I guess that’s a “Nay”.
“He is not good for the same reason Green Day is not good.”
That’s funny.
Hitch doesn’t foreground genre like Tarantino does.
well,at least he’s not as stupid as Rodriguez is :P
Thankfully “Inglorious Basterds” seems ready to tank and that should be the end of him.
Fuck all of you, you just got a vendetta on Hollywood (rightfully so), but Tarantino is not one of those Michael Bay types, he doesn’t try to be serious, and that is what makes his films so entertaining, no he doesn’t make good films, not at all, but he makes entertaining films; for good films, just watch Bergman or Tarkovsky.
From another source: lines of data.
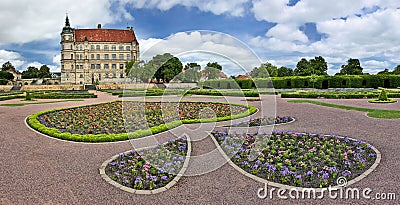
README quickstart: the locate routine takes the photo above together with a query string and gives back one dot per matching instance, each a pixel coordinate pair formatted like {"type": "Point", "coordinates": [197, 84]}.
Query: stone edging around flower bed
{"type": "Point", "coordinates": [287, 187]}
{"type": "Point", "coordinates": [155, 191]}
{"type": "Point", "coordinates": [32, 122]}
{"type": "Point", "coordinates": [232, 127]}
I like Tarentino films, not because their good, but because he is entertaining, with a hint of intelligence, and he is one of thee few that can still do that in Hollywood today, now say what you may, but Tarentino is slowing the sinking of the shit-hole ship of Hollywood, or at least not moving, while it sinks even deeper; anyway when I go watch Tarentino films, I expect exactly what I get, a Bloody, Over the top, un-believable shit going down, that is thee whole point to his films (If any), they are not taking them self’s seriously, its like Sean Connery in The Rock, I can’t believe I’m getting paid for this shit, Tarentino, does that with every films he does, like it or hate it, you have to admet that he is better than Michael Bay and Friends.
P.S. Sorry for thee rant
Daniel Kasman
The guy’s an interesting filmmaker, even if one doesn’t like him or his movies. There’s no reason to “nay” him or any other filmmaker. Cinema shouldn’t be a yes or no option—there’s just varying degrees of interest, entertainment, beauty, meaning, etc.